我使用下面的Java Spark代码连接到NATS。
SparkSession spark = SparkSession.builder()
.appName("spark-with-nats")
.master("local")
.config("spark.jars",
"libs/nats-spark-connector-balanced_2.12-1.1.4.jar,"+"libs/jnats-2.17.1.jar")
.config("spark.sql.streaming.checkpointLocation","tmp/checkpoint")
.config("spark.sql.extensions", "io.delta.sql.DeltaSparkSessionExtension")
.config("spark.sql.catalog.spark_catalog", "org.apache.spark.sql.delta.catalog.DeltaCatalog")
.getOrCreate();
Dataset<Row> df = spark.readStream()
.format("nats")
.option("nats.host", "localhost")
.option("nats.port", 4222)
.option("nats.stream.name", "newstream")
.option("nats.stream.subjects", "newsub")
.option("nats.durable.name", "cons1")
.option("nats.msg.ack.wait.secs", 120)
.load();
字符串
我在创建sparkSession时使用的2个外部jar文件位于“libs”文件夹下,并已添加到类路径中
.config("spark.jars","libs/nats-spark-connector-balanced_2.12-1.1.4.jar,"+"libs/jnats-2.17.1.jar")
型
的数据
的
当我从Eclipse IDE运行时,这段代码运行良好。现在我使用maven pom.xml构建一个jar:
<dependencies>
<dependency>
<groupId>org.apache.spark</groupId>
<artifactId>spark-core_${scala.version}</artifactId>
<version>${spark.version}</version>
</dependency>
<dependency>
<groupId>org.apache.spark</groupId>
<artifactId>spark-sql_${scala.version}</artifactId>
<version>${spark.version}</version>
</dependency>
<dependency>
<groupId>org.apache.hadoop</groupId>
<artifactId>hadoop-aws</artifactId>
<version>3.3.2</version>
</dependency>
<dependency>
<groupId>org.apache.hadoop</groupId>
<artifactId>hadoop-common</artifactId>
<version>3.3.2</version>
</dependency>
<!-- https://mvnrepository.com/artifact/io.delta/delta-core -->
<dependency>
<groupId>io.delta</groupId>
<artifactId>delta-core_2.12</artifactId>
<version>2.3.0</version>
</dependency>
<!-- *** COMMENT START **********
<dependency>
<groupId>external.group</groupId>
<artifactId>nats-spark-connector-balanced_2.12</artifactId>
<version>1.1.4</version>
<scope>system</scope>
<systemPath>${project.basedir}/libs/nats-spark-connector-balanced_2.12-1.1.4.jar</systemPath>
</dependency>
<dependency>
<groupId>external.group</groupId>
<artifactId>jnats</artifactId>
<version>2.17.1</version>
<scope>system</scope>
<systemPath>${project.basedir}/libs/jnats-2.17.1.jar</systemPath>
</dependency>
*** COMMENT END ********** -->
</dependencies>
<build>
<plugins>
<plugin>
<groupId>org.springframework.boot</groupId>
<artifactId>spring-boot-maven-plugin</artifactId>
<version>2.5.7</version>
<executions>
<execution>
<goals>
<goal>repackage</goal>
</goals>
<configuration>
<mainClass>com.optiva.MinIOTester</mainClass>
</configuration>
</execution>
</executions>
</plugin>
</plugins>
</build>
型
当我通过在类路径中提供libs文件夹(带有2个外部jar)来运行生成的jar时,
java -cp "../libs/*.jar" -jar spark-learning-0.0.1-SNAPSHOT.jar
型
我得到下面的错误:
Exception in thread "main" java.lang.reflect.InvocationTargetException
at sun.reflect.NativeMethodAccessorImpl.invoke0(Native Method)

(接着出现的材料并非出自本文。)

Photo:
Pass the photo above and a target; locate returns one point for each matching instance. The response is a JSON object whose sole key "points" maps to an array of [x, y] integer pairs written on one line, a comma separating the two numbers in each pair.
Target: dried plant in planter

at sun.reflect.NativeMethodAccessorImpl.invoke(NativeMethodAccessorImpl.java:62)
at sun.reflect.DelegatingMethodAccessorImpl.invoke(DelegatingMethodAccessorImpl.java:43)
at java.lang.reflect.Method.invoke(Method.java:498)
at org.springframework.boot.loader.MainMethodRunner.run(MainMethodRunner.java:49)
at org.springframework.boot.loader.Launcher.launch(Launcher.java:108)
at org.springframework.boot.loader.Launcher.launch(Launcher.java:58)
at org.springframework.boot.loader.JarLauncher.main(JarLauncher.java:88)
Caused by: java.lang.ClassNotFoundException:
Failed to find data source: nats. Please find packages at
https://spark.apache.org/third-party-projects.html
at org.apache.spark.sql.errors.QueryExecutionErrors$.failedToFindDataSourceError(QueryExecutionErrors.scala:587)
at org.apache.spark.sql.execution.datasources.DataSource$.lookupDataSource(DataSource.scala:675)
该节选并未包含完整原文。